I’ve been thinking so much lately about becoming a teacher. Which should be expected, as it’s only, what, two months away? In June I’ll head over to Houston for a month of intensive training at Teach for America institute. It feels so close. Now I know there are an awful lot of milestones marking the path to Houston and eventually the Rio Grande Valley: finals, senior week, finishing off the st louis bucket list with the crew, road trip to Texas with the Grumpy Old Man. That’s an awful lot to do in a month and a half. And yet it all seems to fade away in my head when I think of THE FUTURE (in ALL CAPS of course).
I’m alternately scared and excited. Excited every time I think about how much I love working with high school students. Scared at every defeated blog post I read. Excited when they’re followed by a post full of excitement and drive. Mornings at the Museum, excited. Long discussions with GOM over a long-distance relationship, scared. TFA pre-reading, excited. TFA pre-reading, scared. Moving back to Texas, excited. Leaving St. Louis, scared. Should I keep going? I think I’ll spare my 1-4 readers the joy of a continuing list.

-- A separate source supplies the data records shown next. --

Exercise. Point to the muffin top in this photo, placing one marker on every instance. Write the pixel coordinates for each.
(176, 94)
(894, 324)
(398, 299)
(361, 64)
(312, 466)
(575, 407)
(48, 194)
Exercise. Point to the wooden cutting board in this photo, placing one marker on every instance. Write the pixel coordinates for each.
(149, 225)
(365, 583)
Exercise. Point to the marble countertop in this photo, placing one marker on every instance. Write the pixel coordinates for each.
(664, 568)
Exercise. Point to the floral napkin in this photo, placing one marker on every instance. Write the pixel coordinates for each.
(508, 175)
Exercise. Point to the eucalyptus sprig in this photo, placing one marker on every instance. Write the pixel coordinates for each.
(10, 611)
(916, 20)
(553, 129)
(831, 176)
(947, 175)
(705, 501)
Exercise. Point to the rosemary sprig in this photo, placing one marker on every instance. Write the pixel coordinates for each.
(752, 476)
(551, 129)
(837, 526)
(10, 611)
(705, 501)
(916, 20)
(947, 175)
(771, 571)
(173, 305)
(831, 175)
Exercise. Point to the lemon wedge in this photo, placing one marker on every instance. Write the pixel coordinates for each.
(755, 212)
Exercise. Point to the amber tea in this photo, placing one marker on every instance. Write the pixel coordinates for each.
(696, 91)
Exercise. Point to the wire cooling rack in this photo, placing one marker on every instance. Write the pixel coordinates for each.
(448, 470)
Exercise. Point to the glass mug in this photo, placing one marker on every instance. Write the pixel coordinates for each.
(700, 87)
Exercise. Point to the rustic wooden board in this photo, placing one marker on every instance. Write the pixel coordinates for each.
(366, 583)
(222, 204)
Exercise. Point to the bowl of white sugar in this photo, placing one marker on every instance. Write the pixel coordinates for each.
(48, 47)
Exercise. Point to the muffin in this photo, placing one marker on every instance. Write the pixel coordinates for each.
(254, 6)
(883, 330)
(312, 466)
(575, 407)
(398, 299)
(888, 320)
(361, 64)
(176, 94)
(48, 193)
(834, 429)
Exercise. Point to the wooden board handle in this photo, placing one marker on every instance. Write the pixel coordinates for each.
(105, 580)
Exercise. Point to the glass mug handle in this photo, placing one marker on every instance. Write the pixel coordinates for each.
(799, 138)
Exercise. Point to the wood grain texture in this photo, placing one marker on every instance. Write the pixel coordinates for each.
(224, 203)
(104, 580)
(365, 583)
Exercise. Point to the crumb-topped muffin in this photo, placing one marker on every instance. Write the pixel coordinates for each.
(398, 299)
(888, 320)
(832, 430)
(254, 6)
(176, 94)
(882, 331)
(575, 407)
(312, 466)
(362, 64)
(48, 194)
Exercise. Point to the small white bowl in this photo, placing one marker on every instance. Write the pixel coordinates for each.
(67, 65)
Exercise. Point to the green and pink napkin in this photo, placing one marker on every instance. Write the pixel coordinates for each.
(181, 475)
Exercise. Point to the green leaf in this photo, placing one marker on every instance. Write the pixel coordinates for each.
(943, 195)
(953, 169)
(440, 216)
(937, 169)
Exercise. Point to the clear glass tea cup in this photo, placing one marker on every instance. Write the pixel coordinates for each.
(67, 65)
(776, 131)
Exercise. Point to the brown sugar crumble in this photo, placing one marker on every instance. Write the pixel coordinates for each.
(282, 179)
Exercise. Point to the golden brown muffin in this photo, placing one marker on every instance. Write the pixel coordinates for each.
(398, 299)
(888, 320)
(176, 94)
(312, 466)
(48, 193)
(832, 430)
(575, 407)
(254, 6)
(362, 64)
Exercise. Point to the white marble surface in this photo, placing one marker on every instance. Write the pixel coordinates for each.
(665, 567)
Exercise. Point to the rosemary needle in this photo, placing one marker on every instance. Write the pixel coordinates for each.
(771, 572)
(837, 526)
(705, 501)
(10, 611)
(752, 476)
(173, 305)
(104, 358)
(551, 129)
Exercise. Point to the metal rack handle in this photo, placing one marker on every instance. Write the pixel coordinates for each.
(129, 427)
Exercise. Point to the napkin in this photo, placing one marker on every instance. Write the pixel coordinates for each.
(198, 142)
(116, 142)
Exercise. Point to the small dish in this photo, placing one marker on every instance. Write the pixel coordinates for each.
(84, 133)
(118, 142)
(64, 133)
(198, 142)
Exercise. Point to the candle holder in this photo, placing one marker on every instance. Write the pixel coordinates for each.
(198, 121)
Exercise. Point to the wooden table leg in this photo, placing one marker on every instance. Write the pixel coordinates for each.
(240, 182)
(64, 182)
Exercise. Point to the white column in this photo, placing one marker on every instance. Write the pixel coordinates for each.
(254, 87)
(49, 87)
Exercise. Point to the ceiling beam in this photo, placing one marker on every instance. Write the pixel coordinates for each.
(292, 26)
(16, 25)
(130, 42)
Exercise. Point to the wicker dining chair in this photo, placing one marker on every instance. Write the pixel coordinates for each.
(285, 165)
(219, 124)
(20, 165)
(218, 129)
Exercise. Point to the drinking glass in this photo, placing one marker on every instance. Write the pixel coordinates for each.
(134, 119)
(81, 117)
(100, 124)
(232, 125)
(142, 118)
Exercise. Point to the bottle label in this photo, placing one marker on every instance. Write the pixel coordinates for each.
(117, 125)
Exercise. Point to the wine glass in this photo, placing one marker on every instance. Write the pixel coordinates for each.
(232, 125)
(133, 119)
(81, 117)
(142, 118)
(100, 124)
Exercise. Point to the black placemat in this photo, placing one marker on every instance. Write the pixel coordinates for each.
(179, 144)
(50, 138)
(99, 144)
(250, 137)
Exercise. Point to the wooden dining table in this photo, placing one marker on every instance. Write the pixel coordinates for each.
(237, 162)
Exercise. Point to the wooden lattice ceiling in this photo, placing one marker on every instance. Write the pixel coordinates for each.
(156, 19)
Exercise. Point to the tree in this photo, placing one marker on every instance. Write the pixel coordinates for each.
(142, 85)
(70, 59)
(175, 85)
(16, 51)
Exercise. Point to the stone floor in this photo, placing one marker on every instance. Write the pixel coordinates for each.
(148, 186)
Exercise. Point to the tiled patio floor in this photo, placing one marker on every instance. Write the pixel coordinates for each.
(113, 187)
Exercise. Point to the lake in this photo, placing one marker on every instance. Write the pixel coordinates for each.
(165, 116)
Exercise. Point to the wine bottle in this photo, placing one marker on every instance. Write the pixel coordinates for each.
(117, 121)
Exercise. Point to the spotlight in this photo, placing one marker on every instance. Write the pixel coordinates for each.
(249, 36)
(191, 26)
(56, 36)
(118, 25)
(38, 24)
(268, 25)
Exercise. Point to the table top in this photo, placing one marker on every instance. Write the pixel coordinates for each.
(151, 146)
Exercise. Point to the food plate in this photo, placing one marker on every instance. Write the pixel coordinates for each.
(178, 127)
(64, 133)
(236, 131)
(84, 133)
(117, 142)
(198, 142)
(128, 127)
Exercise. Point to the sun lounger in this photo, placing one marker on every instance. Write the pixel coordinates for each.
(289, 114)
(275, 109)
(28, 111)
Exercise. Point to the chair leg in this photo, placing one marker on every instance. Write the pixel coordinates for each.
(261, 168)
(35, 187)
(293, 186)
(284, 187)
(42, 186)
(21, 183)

Right now, I’m just trying to let the excitement rule. I know that, realistically, teaching is going to be hard. Very hard. Hard being the biggest understatement of the year. But if I’m not excited now, I won’t have any joy to carry me through when it gets hard. The way I see it, I’m investing for the future! I’m also trying to follow the cliché and live in the moment. Good friends, good school, good boyfriend. Life is… what’s the word? good.